In Delhi, today and tomorrow are being devoted to Mirza Ghalib. The Ghalib Memorial Movement is organising an event in his memory called Yadgar-e-Ghalib.

There is something about the way we remember Ghalib that irks me. Considered today to be the master of the Urdu ghazal, there is selectivity in how we remember the man. What we remember about him and how we remember it become questions of history politics.

Let me reverse a little. Known formally as Mirza Asadullah Baig Khan, Ghalib came to be called so after his pen name. Ghalib wrote classical Urdu and Persian poetry during early British rule in India. He was born in Agra in the 18th century to a family descended from Aibak Turks. He married, as was the custom of the day, at 13. He fathered many children, none of which survived infancy, leaving him bitter about worldly matters and married life.

Moving to Mughal Delhi after his marriage, he was conferred several titles which incorporated him into the nobility of Delhi. He was also a courtier at the royal court of Emperor Bahadur Shah Zafar II, becoming, in 1854, poet-tutor to the Emperor. Further, he was also the royal historian at the court. While the Mughal nobility was not what it used to be, it still held splendor. As a nobleman, Ghalib never worked for his living, depending instead on royal and noble patronage.

Thus his life story. But if we ask ourselves, who is the Ghalib we remember, we will perhaps come up with none of the above. We only know him as a Ghazal writer and a poet. Few will know of the many letters he wrote and exchanged. Fewer still will recognize in them a chronicle of a very turbulent time.

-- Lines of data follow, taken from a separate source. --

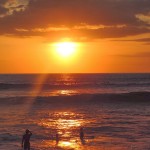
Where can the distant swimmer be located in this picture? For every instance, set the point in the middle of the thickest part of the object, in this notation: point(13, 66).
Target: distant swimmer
point(81, 134)
point(57, 138)
point(26, 140)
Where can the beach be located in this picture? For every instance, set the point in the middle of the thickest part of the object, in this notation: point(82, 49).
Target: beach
point(116, 120)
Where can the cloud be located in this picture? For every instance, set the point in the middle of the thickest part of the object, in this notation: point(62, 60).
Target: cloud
point(143, 40)
point(109, 14)
point(139, 55)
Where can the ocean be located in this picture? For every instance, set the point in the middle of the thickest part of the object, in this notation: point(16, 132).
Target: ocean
point(113, 109)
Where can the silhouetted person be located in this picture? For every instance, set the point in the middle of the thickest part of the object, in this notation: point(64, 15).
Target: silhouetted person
point(57, 138)
point(81, 134)
point(26, 140)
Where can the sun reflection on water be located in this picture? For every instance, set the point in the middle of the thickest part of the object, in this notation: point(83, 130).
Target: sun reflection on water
point(67, 125)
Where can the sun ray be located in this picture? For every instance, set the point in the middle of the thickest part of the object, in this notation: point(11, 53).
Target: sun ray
point(66, 49)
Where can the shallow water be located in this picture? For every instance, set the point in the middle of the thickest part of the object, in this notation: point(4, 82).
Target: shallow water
point(113, 109)
point(107, 125)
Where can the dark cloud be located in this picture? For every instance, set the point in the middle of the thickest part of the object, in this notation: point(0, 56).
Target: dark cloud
point(110, 13)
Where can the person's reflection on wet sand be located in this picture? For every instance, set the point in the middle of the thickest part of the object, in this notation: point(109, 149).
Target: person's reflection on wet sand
point(82, 136)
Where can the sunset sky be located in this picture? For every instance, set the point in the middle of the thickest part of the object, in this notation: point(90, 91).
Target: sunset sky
point(110, 36)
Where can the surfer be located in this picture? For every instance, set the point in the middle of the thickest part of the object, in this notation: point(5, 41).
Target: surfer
point(26, 140)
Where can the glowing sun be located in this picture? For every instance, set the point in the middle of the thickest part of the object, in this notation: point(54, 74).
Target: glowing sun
point(66, 49)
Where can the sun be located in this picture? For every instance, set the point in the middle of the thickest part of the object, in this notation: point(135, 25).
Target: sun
point(66, 49)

Not only was Ghalib then a letter writer par excellence, replacing the customary ornamental Urdu with a realist language, he was also living in changing times and writing about them. Ghalib lived to see the Mughal descendancy and the setting up of the British Empire. He wrote about the disappearance of several bazaars of Mughal Delhi that he witnessed as well as the vanishing of katras (lanes) and mohalas (localities) that were endemic to the Mughal period. His writing describes the demolition of several havelis (mansions) and generally captures the violence inherent in the period. Delhi, in his letters, is described as a “military camp”. British atrocities that unfolded during the events of 1857 – now variously called the Indian Mutiny of 1857, the Indian Rebellion, or the First Indian Revolution – are captured in his letters.

We remember none of this. What we remember are his ghazals, out of context and away from history. We have reduced a great historian to bits and it is this that bothers me. Instead, if we remember Ghalib in the entirety of his persona – in all that he was, saw and wrote – would we not be better off?